El aeroplano penetró en el monstruoso corte. Los paredones devolvían en ondas el estruendo de los motores.

De pronto, el aire, enfriado por el torrente que fluía en el fondo del corte, contrayéndose y formando una corriente descendente, pareció arrastrar al avión como si lo succionara hacia las profundidades.

Torciendo, cabeceando y bandeándose, el veloz aeroplano avanzaba por entre las sombras.

Los tres motores gemían y los tubos de escape arrojaban una llama azul.

El avance del aparato por el cañón era una serie de saltos y caídas, como si estuvieran en una montaña rusa.

—Pasará mucho tiempo antes que otros exploradores blancos penetren en este lugar —profetizó Renny.

El brazo de Doc señaló, de repente, un punto en la lejanía, que se acercaba con rapidez.

—¡El Valle de los Desaparecidos! —gritó.

El Valle de los Desaparecidos surgió de repente ante su vista.

Lo formaba un ensanchamiento del diabólico desfiladero. El valle era de forma ovalada y su suelo tan ondulante, que sería imposible aterrizar allí.

Solo había un diminuto espacio llano que Doc y sus cinco hombres enfocaron al instante.

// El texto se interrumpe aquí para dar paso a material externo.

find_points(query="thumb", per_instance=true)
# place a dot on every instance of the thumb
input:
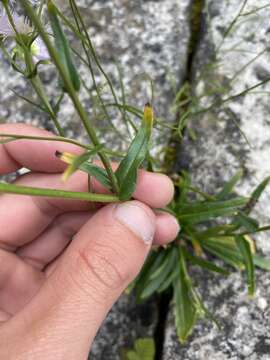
(105, 256)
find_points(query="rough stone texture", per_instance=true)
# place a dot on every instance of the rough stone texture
(243, 60)
(143, 37)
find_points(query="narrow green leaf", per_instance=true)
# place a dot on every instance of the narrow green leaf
(169, 257)
(62, 46)
(144, 349)
(184, 307)
(152, 264)
(256, 195)
(97, 172)
(55, 193)
(76, 162)
(205, 264)
(246, 252)
(169, 280)
(202, 211)
(261, 262)
(227, 252)
(128, 169)
(247, 222)
(169, 264)
(229, 186)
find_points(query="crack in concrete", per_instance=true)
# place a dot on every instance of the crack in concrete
(176, 162)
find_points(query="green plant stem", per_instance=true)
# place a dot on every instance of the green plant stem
(72, 93)
(54, 193)
(39, 89)
(14, 137)
(92, 50)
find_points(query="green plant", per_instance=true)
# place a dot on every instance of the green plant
(144, 349)
(212, 226)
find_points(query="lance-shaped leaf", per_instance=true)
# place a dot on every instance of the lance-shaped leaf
(202, 211)
(158, 277)
(245, 249)
(81, 163)
(205, 264)
(128, 169)
(144, 349)
(62, 46)
(256, 195)
(184, 305)
(75, 162)
(261, 262)
(225, 249)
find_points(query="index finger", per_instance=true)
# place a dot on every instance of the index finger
(35, 155)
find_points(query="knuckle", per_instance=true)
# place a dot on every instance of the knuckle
(105, 265)
(101, 268)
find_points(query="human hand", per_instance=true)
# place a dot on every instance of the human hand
(63, 263)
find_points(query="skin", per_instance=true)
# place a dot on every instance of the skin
(64, 263)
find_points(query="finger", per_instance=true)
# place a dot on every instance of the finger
(34, 214)
(32, 154)
(105, 257)
(19, 282)
(53, 241)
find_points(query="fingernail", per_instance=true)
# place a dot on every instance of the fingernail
(136, 219)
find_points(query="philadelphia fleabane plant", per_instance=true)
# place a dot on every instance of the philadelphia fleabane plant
(219, 226)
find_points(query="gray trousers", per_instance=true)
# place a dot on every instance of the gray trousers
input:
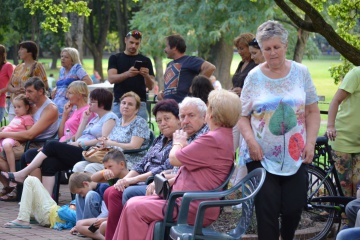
(352, 212)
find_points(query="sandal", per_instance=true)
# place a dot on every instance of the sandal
(10, 177)
(6, 190)
(10, 197)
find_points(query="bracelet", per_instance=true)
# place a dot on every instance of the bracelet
(177, 143)
(81, 144)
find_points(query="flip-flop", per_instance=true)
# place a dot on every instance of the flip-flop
(10, 197)
(13, 224)
(5, 191)
(10, 177)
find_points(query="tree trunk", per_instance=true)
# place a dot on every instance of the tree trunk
(122, 21)
(95, 31)
(302, 39)
(54, 57)
(74, 38)
(319, 25)
(159, 76)
(221, 55)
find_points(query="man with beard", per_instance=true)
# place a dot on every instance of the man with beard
(128, 76)
(181, 71)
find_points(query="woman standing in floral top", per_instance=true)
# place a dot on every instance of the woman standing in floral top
(280, 124)
(70, 71)
(28, 52)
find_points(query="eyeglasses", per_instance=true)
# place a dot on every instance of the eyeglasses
(136, 34)
(254, 43)
(165, 119)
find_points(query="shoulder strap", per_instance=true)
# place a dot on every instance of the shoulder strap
(33, 69)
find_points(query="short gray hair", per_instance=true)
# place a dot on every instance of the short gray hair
(271, 29)
(193, 101)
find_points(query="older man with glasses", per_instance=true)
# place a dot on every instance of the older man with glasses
(128, 76)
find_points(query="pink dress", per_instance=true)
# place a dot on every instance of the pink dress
(18, 124)
(206, 163)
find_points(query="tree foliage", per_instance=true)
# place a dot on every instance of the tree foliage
(204, 24)
(53, 11)
(341, 30)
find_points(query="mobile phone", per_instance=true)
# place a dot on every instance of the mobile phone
(138, 64)
(92, 228)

Luego se miraron, incrédulos.

—¡Cielos! —exclamó Johnny, el geólogo.

En el terreno llano distinguieron una pirámide de tipo egipcio, aunque con ligeras diferencias.

Los lados eran lisos como el cristal en toda su superficie. Delante había una serie de escalones. La especie de escalera semejaba una cinta sobre el costado liso y reluciente de la pirámide.

La parte superior era plana; y edificada encima había una vasta construcción, un techo plano de piedra soportado por columnas cuadradas, talladas de una manera maravillosa.

Exceptuando las columnas, el templo estaba abierto por los costados, permitiendo ver unos ídolos de piedra fantásticos.

Lo más extraño quizá de la pirámide era su color. Era de piedra gris y sin embargo, brillaba con extraña y metálica luz amarilla.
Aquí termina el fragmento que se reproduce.